The Worst Pension Gap
Think the states’ $1 trillion retirement-fund shortfall is bad? One federal pension system’s funding gap dwarfs that scary figure.
Public-policy types were aghast when a 2010 study estimated that states have about $1 trillion more in employee-retirement liabilities than the $3 trillion they have set aside in pension funds. But those same policy wonks will yearn for the good old days if they take a look at federal pensions that are both underfunded and disproportionately paid for by taxpayers.
Most Americans are covered by Social Security, so the amount of ink dedicated to that program's $6.5 billion shortfall comes as no surprise. Far less attention has been paid to the various federal employee retirement systems, such as civilian and military pensions and retiree health care. According to one analysis, they cumulatively face a staggering $5.7 trillion in unfunded liability.
The Federal Employees Retirement System was created in 1986 to take the place of the old Civil Service Retirement System. Civilian federal employees hired prior to 1984 remained in the old system, while those who started in 1984 or later are in the new one.
Congress decided to have employees pay the same 7 percent of salary toward retirement under both systems. But there was a catch: Those covered by CSRS don't participate in Social Security, while those under FERS do. Newer federal employees pay the standard 6.2 percent of salary into Social Security, leaving only 0.8 percent of their salaries to fund their own pensions. Most private-sector employees pay the 6.2 percent Social Security tax and contribute an average of 5.3 percent of their salaries toward retirement.
Given CSRS' massive unfunded liability, Congress mandated that FERS be self-funded. That leaves federal agencies to fill the gap between those miniscule employee contributions and the amount needed to fully fund their retirement costs, putting federal taxpayers on the hook to pay $14 into the system for every dollar contributed by employees. In contrast, a study by the think tank Third Way found that employers pay 52 percent of the average private-sector retirement plan and employees pay 48 percent.
At least two steps can be taken to address the $5.7 trillion problem. First, federal employees hired in 1984 or after should contribute more toward their retirement.
In addition to Social Security, they currently contribute 5 percent of pay into a tax-deferred account similar to a 401(k) and receive a smaller lifetime pension. Taken together, these benefits are more generous than the retirement packages offered by comparable private employers. If the federal government and its employees split retirement costs evenly, Third Way estimates that the savings would top $700 billion by 2050.

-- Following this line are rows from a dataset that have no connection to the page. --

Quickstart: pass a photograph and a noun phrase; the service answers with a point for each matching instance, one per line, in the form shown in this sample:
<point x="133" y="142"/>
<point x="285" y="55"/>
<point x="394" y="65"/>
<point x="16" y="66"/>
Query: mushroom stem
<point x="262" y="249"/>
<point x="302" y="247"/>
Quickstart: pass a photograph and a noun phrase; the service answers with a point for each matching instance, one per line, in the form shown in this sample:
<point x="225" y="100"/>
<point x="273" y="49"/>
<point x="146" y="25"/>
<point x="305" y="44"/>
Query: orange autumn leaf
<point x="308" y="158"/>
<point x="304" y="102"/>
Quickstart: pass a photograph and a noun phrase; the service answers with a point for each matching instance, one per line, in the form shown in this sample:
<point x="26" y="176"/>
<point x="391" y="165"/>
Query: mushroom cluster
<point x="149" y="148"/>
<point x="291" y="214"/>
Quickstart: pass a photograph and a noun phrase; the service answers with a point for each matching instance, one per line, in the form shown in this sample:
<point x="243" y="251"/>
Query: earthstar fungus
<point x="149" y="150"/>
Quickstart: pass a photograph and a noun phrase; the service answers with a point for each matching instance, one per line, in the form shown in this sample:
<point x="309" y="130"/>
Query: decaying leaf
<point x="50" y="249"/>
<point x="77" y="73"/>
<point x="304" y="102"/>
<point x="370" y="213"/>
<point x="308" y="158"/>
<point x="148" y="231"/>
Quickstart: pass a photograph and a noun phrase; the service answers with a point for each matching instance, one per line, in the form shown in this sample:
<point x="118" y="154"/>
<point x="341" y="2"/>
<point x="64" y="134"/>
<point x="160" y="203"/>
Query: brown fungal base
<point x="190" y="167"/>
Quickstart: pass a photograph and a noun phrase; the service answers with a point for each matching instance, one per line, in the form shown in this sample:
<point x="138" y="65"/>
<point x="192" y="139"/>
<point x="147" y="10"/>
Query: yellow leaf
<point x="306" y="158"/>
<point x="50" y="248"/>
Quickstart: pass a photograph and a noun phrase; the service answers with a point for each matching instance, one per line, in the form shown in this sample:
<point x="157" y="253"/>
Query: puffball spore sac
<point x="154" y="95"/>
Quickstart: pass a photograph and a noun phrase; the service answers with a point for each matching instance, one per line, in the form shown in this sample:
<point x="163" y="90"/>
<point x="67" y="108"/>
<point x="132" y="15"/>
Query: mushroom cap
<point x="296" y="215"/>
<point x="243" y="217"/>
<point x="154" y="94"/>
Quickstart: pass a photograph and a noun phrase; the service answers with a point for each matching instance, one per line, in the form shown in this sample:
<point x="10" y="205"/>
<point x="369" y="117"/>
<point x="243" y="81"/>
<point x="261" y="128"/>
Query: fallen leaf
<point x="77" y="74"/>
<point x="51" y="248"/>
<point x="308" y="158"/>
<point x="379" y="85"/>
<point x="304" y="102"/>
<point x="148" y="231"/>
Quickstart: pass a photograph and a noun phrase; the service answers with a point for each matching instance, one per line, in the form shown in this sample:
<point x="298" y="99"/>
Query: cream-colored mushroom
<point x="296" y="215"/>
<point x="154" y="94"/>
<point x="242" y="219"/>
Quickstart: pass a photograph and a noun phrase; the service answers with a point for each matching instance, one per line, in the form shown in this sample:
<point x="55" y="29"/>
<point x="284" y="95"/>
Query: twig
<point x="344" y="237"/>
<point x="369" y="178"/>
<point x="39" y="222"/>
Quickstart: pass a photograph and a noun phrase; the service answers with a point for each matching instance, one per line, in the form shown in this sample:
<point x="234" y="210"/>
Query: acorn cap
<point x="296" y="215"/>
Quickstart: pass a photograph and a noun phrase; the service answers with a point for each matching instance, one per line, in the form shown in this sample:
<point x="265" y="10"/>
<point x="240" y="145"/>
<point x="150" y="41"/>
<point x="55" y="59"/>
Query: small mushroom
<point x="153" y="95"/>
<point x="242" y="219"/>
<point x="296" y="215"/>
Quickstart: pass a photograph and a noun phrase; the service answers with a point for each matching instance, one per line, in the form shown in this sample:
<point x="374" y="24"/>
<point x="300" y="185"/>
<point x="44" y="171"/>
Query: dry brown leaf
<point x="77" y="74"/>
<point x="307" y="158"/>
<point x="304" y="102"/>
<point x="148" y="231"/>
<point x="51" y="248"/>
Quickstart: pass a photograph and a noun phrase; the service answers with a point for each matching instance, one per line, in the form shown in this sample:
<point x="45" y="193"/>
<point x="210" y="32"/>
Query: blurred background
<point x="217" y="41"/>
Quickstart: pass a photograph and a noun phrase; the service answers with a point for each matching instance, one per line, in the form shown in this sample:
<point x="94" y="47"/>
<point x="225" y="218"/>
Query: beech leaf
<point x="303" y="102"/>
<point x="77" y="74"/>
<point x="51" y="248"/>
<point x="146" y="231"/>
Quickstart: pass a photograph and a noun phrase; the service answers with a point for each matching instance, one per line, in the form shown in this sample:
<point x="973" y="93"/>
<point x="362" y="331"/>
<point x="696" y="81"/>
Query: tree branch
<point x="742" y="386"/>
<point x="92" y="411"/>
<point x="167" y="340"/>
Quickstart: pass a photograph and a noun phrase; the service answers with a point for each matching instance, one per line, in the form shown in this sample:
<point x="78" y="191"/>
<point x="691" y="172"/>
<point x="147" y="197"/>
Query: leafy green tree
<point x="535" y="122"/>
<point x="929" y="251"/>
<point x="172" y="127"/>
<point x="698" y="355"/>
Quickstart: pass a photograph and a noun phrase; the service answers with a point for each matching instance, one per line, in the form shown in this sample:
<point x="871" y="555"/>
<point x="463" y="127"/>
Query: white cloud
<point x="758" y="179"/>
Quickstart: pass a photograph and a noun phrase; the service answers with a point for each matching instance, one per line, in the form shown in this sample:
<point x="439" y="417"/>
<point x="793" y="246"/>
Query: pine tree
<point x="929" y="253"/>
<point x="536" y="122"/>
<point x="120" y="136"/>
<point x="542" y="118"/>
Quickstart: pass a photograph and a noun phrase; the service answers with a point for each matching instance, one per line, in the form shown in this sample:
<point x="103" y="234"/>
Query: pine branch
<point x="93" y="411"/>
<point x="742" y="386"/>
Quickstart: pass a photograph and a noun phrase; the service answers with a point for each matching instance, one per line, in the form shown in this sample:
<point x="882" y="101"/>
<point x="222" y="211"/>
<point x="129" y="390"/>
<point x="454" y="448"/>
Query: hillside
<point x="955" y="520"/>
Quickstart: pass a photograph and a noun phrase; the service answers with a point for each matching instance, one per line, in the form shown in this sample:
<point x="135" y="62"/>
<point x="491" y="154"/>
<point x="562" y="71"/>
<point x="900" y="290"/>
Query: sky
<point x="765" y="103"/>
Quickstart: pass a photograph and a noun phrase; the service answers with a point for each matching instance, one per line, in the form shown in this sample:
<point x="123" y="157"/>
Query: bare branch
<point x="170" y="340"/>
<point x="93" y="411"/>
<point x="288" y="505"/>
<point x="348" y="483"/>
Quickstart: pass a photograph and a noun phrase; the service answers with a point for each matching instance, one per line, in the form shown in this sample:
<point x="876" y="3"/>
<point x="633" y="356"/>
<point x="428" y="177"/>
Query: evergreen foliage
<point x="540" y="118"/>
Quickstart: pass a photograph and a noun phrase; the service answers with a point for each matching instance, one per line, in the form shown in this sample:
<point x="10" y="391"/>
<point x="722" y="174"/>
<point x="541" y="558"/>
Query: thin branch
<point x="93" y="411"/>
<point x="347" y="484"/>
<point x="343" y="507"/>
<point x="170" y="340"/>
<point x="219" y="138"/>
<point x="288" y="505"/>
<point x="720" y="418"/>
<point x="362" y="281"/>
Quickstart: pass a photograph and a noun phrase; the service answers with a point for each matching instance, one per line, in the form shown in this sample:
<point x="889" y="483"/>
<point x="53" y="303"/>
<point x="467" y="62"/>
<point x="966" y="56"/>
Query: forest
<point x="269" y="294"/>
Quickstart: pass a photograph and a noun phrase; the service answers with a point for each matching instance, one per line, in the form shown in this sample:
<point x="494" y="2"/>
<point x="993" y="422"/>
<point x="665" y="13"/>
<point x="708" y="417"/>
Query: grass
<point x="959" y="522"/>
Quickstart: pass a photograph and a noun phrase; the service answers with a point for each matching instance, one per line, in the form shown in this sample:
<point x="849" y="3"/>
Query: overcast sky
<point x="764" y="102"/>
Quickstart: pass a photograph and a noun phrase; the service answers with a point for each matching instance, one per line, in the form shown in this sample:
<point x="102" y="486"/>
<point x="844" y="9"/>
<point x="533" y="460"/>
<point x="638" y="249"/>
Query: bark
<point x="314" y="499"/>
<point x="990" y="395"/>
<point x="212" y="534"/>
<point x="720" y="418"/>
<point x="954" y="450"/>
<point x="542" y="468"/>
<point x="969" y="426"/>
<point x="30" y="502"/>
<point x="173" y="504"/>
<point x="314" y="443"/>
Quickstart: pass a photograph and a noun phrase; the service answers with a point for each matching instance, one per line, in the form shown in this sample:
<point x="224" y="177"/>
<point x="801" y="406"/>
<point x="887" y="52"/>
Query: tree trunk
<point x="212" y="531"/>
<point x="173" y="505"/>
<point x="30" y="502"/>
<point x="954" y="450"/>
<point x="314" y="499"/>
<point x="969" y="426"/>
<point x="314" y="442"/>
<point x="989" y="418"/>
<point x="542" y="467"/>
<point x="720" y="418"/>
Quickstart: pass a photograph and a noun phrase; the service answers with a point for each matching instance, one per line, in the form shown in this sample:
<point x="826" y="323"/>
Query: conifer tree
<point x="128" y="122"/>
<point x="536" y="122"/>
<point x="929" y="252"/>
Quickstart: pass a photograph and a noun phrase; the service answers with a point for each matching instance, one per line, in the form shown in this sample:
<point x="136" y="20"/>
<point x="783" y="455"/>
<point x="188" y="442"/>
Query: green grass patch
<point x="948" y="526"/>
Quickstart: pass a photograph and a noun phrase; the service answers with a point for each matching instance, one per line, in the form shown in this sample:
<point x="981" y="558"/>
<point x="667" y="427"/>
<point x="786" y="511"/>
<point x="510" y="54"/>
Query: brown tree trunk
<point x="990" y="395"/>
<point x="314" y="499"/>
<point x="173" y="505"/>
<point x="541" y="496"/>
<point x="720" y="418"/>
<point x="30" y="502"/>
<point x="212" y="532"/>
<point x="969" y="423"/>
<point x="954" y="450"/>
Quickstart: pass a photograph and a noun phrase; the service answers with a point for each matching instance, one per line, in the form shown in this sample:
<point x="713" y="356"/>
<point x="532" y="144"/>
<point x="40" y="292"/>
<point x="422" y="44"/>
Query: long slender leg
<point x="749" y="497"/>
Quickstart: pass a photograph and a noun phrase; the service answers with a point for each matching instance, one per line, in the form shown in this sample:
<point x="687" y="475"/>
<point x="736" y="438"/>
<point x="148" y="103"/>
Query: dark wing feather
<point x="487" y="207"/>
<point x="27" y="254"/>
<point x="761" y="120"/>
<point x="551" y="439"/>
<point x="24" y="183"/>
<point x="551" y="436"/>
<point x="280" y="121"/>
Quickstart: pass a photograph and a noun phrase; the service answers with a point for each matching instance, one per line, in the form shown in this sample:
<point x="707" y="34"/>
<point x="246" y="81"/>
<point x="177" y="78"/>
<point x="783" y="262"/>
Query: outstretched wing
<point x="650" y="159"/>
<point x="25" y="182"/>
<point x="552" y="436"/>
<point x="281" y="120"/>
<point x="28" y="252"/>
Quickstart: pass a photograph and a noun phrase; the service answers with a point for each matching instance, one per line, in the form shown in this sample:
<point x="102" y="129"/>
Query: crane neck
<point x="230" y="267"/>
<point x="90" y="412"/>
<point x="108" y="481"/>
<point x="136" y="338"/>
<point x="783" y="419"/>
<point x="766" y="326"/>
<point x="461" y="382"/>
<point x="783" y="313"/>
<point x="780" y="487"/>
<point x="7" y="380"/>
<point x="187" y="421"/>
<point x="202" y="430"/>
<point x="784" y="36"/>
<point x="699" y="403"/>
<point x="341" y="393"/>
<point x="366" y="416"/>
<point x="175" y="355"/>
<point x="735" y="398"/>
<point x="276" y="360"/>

Second, to help ward off the temptation to enact policies that save money in the short term but increase liability over the longer haul, the General Accounting Office or the Congressional Budget Office should calculate the long-term costs of any programs such as early-retirement incentives that add to pension liability. Absent war or some other national emergency, Congress should cover the additional liability within three years of the programs' enactment.
The more you learn about programs like the myriad federal retirement systems, the more you realize just how important it is for national leaders to start making the hard decisions that will be necessary to return the nation to solvency.
The original version of this post mistakenly said the Federal Employees Retirement System has a $5.7 trillion unfunded liability. In fact, the analysis cited in the post found that it is all federal retirement programs combined, including civilian and military pensions and health care, that have the $5.7 trillion liability. This updated post corrects that error.